他們之間本來就因為掌握對方的肮臟事,互相警惕的同時又不得不互相信任。
而葉妤就是要打破他們這種信任,讓他們狗咬狗。
葉妤暗搓搓給這些人使絆子。
一旦有和好的趨勢,她晚上就暗搓搓跑人家裡去揍人。
難搞的就打完扒光丟出去。
麵子裡子丟個徹底,就不會在乎什麼了。
秉承著能動手就絕對不動口的理念。
葉妤卻忽略了她這具身體的硬件。
連續奔波,本來就沒多好的身體又嚴重了。
謝霽接到電話從隔壁市趕過來的時候,葉妤還在ICU裡沒醒。
小小的一隻單薄的躺在裡麵,本來就不大的臉被氧氣罩蓋住,臉色蒼白得可怕。
謝霽還穿著製服,風塵仆仆。
隔著玻璃望著裡麵的人,心臟一揪一揪的疼。
他跑這麼遠做什麼?
明明知道她身體不好,又不會愛惜自己。
淩家丫頭扶著原主外公來的時候,謝霽還守在ICU外。
眼瞼下一片烏青,整個人都顯得很疲憊,但謝霽大腦很清醒。
他想看到少年從重症病房裡平安出來。
“回去吧。
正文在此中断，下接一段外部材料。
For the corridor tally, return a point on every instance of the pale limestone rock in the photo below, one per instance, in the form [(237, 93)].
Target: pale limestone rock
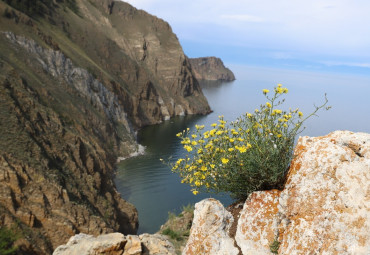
[(257, 222), (82, 244), (326, 201), (133, 245), (209, 232), (324, 207), (156, 245)]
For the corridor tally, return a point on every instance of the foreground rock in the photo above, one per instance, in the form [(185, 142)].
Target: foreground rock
[(77, 80), (209, 233), (116, 244), (323, 209), (211, 69)]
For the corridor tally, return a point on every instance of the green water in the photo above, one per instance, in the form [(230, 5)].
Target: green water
[(155, 190)]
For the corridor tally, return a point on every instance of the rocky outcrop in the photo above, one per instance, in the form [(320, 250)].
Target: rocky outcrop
[(116, 244), (323, 209), (211, 69), (77, 80), (209, 232)]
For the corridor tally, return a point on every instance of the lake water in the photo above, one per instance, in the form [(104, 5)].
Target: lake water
[(155, 190)]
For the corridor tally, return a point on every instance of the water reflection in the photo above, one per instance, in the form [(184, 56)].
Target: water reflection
[(154, 190)]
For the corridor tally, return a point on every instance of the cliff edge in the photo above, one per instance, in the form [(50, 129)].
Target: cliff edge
[(77, 79), (323, 209), (211, 69)]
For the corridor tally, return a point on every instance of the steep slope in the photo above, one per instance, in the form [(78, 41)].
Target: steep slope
[(211, 69), (77, 79)]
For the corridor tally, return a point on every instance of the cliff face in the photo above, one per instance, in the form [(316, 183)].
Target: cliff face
[(75, 85), (323, 209), (211, 69)]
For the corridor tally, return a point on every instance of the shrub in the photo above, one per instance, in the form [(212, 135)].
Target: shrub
[(252, 153)]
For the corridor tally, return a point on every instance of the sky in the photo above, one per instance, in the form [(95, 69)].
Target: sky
[(319, 35)]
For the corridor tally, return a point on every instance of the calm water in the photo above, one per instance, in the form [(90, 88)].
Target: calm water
[(155, 190)]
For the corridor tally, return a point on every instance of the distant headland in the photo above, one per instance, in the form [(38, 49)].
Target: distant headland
[(211, 69)]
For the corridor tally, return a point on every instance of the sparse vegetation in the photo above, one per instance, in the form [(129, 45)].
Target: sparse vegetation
[(250, 154), (40, 8)]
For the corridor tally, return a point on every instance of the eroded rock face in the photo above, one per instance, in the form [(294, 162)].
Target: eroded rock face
[(257, 222), (75, 85), (324, 207), (211, 69), (116, 244), (209, 232), (82, 244), (325, 204)]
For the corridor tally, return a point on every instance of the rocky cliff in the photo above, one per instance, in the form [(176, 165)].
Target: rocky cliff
[(211, 69), (77, 80), (323, 209)]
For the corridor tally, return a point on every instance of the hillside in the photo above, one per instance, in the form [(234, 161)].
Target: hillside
[(77, 80), (211, 69)]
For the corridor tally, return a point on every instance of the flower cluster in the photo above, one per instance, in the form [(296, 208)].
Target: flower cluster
[(249, 154)]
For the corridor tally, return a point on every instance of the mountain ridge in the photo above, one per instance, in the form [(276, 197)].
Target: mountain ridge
[(76, 85)]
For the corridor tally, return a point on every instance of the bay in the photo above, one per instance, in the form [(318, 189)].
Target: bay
[(155, 190)]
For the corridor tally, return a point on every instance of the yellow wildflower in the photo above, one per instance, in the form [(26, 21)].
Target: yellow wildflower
[(188, 148), (224, 160)]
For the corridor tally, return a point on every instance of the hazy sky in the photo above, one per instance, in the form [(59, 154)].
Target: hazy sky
[(310, 34)]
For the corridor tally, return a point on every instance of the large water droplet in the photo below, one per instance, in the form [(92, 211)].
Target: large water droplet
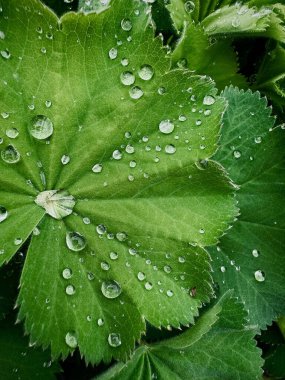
[(114, 340), (166, 126), (57, 204), (41, 127), (127, 78), (111, 289), (146, 72), (71, 340), (75, 241), (3, 213), (10, 155)]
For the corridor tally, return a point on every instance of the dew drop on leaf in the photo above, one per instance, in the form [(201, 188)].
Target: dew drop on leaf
[(12, 133), (259, 276), (10, 155), (67, 273), (75, 241), (114, 340), (146, 72), (136, 92), (3, 213), (127, 78), (111, 289), (70, 290), (71, 340), (166, 126), (41, 127)]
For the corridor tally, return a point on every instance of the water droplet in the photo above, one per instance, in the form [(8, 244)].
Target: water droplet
[(113, 255), (141, 276), (10, 155), (65, 159), (259, 276), (70, 290), (75, 241), (126, 24), (12, 133), (71, 340), (189, 6), (146, 72), (101, 229), (170, 149), (166, 126), (5, 54), (41, 127), (237, 154), (113, 53), (136, 92), (105, 266), (127, 78), (67, 273), (111, 289), (3, 213), (208, 100), (114, 340), (117, 155)]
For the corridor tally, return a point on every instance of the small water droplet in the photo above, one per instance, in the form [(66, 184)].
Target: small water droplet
[(146, 72), (75, 241), (127, 78), (126, 24), (67, 273), (3, 213), (41, 127), (136, 92), (10, 155), (70, 290), (114, 340), (259, 276), (111, 289), (71, 340)]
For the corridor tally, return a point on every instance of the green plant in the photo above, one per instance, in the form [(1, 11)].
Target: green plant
[(142, 198)]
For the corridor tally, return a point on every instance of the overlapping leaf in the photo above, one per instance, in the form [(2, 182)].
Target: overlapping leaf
[(131, 142), (208, 350), (250, 258)]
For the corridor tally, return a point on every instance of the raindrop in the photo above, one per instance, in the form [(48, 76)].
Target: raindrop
[(113, 53), (67, 273), (114, 340), (146, 72), (166, 126), (10, 155), (12, 133), (41, 127), (65, 159), (170, 149), (3, 213), (136, 92), (97, 168), (75, 241), (259, 276), (71, 340), (126, 24), (70, 290), (111, 289), (127, 78), (209, 100)]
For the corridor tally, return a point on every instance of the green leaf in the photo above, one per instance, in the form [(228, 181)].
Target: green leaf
[(250, 257), (18, 360), (129, 161), (208, 350)]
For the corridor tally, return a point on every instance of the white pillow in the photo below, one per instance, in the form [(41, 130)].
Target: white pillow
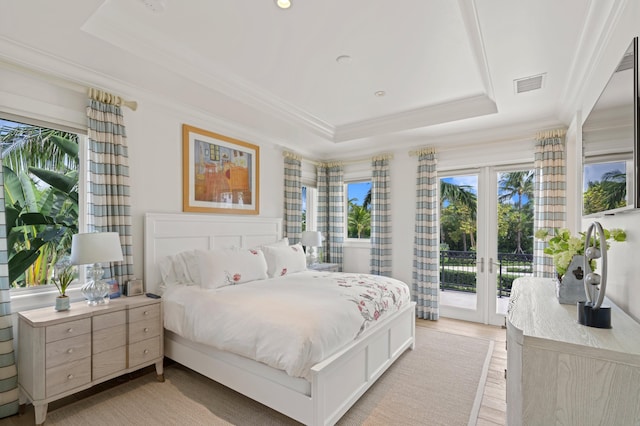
[(220, 267), (282, 260), (180, 269), (279, 243)]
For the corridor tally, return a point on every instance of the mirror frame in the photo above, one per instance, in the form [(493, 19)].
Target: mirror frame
[(633, 172)]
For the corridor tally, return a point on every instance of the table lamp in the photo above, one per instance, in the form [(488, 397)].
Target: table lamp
[(311, 240), (93, 249)]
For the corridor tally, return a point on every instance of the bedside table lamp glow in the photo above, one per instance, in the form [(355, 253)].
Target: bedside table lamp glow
[(93, 249), (311, 240)]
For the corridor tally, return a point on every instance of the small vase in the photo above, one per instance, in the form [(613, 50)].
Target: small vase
[(570, 286), (63, 303)]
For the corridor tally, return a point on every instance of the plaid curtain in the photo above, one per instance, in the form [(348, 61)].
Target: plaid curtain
[(426, 247), (8, 373), (108, 188), (380, 217), (331, 210), (292, 220), (549, 194)]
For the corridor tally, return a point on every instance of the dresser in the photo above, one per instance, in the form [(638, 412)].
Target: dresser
[(61, 353), (562, 373)]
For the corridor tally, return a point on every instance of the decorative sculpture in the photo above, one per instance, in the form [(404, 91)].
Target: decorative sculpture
[(592, 313)]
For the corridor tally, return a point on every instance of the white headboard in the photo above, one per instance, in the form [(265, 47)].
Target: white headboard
[(166, 234)]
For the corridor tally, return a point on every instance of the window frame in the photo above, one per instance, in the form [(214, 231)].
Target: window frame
[(44, 295), (347, 239)]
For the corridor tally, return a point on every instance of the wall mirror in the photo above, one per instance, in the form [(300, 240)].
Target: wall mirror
[(610, 143)]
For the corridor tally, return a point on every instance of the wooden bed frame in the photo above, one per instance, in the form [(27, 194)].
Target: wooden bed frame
[(337, 382)]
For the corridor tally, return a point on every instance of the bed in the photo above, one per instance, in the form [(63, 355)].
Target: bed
[(318, 395)]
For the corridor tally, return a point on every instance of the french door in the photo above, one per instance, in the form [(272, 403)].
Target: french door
[(486, 240)]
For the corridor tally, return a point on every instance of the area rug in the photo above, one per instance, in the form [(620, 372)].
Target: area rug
[(440, 382)]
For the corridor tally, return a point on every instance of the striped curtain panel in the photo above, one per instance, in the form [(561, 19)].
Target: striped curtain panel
[(331, 210), (109, 208), (549, 195), (292, 219), (8, 373), (380, 217), (425, 248)]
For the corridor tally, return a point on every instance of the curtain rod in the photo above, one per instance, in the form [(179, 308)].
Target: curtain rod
[(108, 98), (288, 154)]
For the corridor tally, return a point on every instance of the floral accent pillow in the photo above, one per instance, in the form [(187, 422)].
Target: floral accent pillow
[(221, 267), (285, 260)]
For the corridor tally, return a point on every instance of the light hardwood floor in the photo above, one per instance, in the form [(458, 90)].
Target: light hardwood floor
[(492, 411)]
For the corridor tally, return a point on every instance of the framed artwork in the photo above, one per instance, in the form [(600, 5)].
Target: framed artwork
[(220, 174)]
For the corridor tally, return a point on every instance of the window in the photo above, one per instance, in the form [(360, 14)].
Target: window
[(42, 208), (358, 209)]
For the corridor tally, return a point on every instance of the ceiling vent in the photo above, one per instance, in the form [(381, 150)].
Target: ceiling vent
[(528, 84)]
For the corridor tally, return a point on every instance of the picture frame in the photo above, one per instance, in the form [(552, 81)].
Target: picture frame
[(220, 174)]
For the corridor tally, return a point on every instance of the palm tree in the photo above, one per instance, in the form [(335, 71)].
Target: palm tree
[(461, 195), (516, 185)]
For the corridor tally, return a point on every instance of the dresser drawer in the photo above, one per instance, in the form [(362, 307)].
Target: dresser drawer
[(113, 319), (144, 351), (68, 329), (67, 350), (143, 330), (109, 362), (109, 338), (68, 376), (144, 312)]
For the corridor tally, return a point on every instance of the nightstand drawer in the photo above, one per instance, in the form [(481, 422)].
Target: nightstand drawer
[(68, 376), (143, 330), (66, 350), (109, 338), (144, 312), (144, 351), (68, 329), (113, 319)]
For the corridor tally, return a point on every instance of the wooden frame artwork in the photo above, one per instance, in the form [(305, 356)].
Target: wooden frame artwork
[(220, 174)]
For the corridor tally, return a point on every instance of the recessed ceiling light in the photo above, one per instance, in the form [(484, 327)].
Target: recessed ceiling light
[(283, 4), (155, 6)]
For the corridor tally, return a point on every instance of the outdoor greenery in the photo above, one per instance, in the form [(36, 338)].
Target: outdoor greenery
[(40, 169), (606, 194)]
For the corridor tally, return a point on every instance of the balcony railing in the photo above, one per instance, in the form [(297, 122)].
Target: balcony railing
[(458, 270)]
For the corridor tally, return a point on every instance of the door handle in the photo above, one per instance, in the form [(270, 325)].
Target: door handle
[(491, 263)]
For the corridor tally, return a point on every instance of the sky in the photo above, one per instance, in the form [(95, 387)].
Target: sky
[(594, 172)]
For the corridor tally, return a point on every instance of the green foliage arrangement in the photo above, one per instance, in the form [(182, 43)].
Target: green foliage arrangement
[(64, 273), (562, 246)]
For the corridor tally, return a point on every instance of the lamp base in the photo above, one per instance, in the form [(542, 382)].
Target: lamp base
[(598, 318)]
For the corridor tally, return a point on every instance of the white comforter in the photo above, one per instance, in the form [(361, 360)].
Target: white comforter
[(290, 322)]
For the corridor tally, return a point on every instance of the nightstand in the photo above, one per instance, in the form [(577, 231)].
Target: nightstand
[(61, 353), (326, 267)]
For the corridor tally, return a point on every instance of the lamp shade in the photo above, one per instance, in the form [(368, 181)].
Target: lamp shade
[(95, 247), (311, 239)]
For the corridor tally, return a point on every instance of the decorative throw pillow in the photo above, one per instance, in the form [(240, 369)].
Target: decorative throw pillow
[(220, 267), (284, 260)]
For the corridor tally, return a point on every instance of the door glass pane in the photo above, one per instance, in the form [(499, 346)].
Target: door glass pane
[(458, 237), (515, 232)]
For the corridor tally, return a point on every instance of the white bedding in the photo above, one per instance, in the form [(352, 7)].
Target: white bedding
[(290, 323)]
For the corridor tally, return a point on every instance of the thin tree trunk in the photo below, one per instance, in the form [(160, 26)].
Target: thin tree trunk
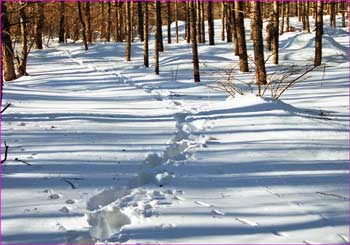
[(109, 21), (275, 34), (222, 21), (195, 60), (83, 25), (128, 31), (307, 12), (7, 50), (159, 26), (176, 22), (39, 26), (140, 21), (258, 44), (22, 61), (211, 24), (61, 27), (169, 22), (282, 18), (145, 34), (319, 33), (157, 38), (88, 18), (202, 22), (242, 48)]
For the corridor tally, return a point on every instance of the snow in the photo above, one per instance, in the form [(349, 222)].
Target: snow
[(119, 154)]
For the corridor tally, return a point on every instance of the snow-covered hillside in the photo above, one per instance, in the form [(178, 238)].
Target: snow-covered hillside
[(104, 151)]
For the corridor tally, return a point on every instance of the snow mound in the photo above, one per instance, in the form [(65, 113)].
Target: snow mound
[(107, 222)]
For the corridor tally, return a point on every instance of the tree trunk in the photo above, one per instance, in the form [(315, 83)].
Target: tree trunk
[(222, 21), (169, 21), (61, 27), (128, 31), (319, 32), (194, 43), (176, 22), (22, 61), (39, 26), (88, 19), (7, 50), (228, 22), (140, 21), (275, 34), (211, 24), (282, 18), (145, 34), (188, 22), (83, 25), (258, 44), (307, 12), (202, 22), (242, 48), (109, 21), (157, 38), (159, 26)]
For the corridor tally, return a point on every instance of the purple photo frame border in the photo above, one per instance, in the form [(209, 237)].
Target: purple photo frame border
[(1, 97)]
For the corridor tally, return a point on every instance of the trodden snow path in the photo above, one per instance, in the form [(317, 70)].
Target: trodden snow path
[(119, 155)]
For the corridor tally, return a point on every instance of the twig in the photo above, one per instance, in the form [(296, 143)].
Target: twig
[(70, 183), (6, 151), (331, 194), (22, 161), (7, 106)]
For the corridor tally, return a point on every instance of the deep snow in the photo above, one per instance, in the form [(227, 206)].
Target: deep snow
[(119, 154)]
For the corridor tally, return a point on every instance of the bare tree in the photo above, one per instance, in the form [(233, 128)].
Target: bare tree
[(88, 18), (61, 26), (39, 26), (129, 31), (258, 43), (157, 38), (242, 48), (275, 34), (145, 34), (211, 24), (319, 33), (7, 50), (83, 25), (194, 43)]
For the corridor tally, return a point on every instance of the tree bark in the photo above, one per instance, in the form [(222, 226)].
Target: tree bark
[(88, 19), (145, 34), (169, 22), (22, 61), (61, 27), (211, 31), (83, 25), (258, 44), (242, 48), (7, 50), (157, 38), (159, 26), (222, 21), (39, 26), (195, 60), (176, 22), (275, 34), (109, 21), (128, 31), (319, 33), (140, 21)]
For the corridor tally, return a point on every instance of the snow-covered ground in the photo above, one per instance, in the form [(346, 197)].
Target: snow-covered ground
[(118, 154)]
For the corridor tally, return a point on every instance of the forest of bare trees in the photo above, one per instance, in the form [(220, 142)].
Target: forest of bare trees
[(34, 24)]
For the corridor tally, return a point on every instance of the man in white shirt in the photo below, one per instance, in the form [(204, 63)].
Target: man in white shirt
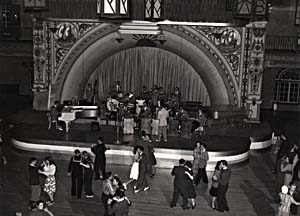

”老頭兒示意淩丫頭。
看著不遠處的男人,蒼老的眼神閃爍著什麼。
…
葉妤睜開眼,就看到孫浪穿著一身貂毛,抖著大腿抱著一碗螺螄粉盤腿坐在她床前看國足。
進一個球他叫一句,沒進他罵罵咧咧恨不得把電視砸了。
葉妤不知道自己是不是被他吵醒的。
又或者……是被那碗螺螄粉熏的。
艸!!
老子還是個病人。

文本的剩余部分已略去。